Cultural Diplomacy takes the lead
The invaluable nature of soft power for inspiring innovation and creating sustainable, mutually beneficial people to people collaborations was given the highest recognition at a renewal of a Memorandum of Understanding (MOU) between The National Library of South Africa and the National Library of China. The role of collecting, preserving and sharing knowledge makes libraries the pivot of the fulcrum of human development.
Louise Graham, Chief Director of International Relations of the Department of Arts and Culture for South Africa pointed to the cultural industries as the new growth sector which challenges the traditional economic sectors like mining and agriculture. Cultural Diplomacy interactions are starting to lead state, economic and other diplomatic interactions, she said.
The work of art not only showcases talent or expression but has become the engine which drives skills, employment and market opportunities in a broad spectrum that range from the unskilled to the highly skilled and technical.
Prof. Rocky Ralebipi-Simela, National Librarian and CEO at NLSA referred to the strengthening of cultural and people to people collaboration mandate. Prof Ralebipi-Simela was appointed with effect from 1 May 2014. Prof Ralebipi-Simela holds a Master’s Degree in Library and Information Science from the University of Pittsburgh and a PhD in Library and Information Science from the University of Minnesota in the USA. Her career spans more than 30 years as follows: She spent 23 years in the Higher Education sector in South Africa and the USA, and 10 years in the American Corporate sector as an Information Management specialist.

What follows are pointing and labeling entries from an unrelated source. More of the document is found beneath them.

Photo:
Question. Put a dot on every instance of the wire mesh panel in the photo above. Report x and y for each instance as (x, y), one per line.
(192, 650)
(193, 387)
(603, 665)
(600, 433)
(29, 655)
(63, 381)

In his response Mr. Sun Yigang, Assistant Director at the NLC spoke of the significant role of libraries in the preservation and advancement of human civilization. He described the renewal of the MOU as furthering the strategic partnership between China and Africa.
In describing the NLC he said the 250 000 square meter precinct housed over 32 million volumes and pieces, with over 800 terabytes of digital record.
Both librarians pointed out the various exchanges in skills, knowledge and personnel which have characterized the cooperation between them.
Andrew Malotle, Executive Head of Corporate and International Relations showcased the state of the art preservation technique employed by the library, a technology being used in USA, Poland and South Africa making South Africa 1 of 3 countries who have access and expertise to this technology.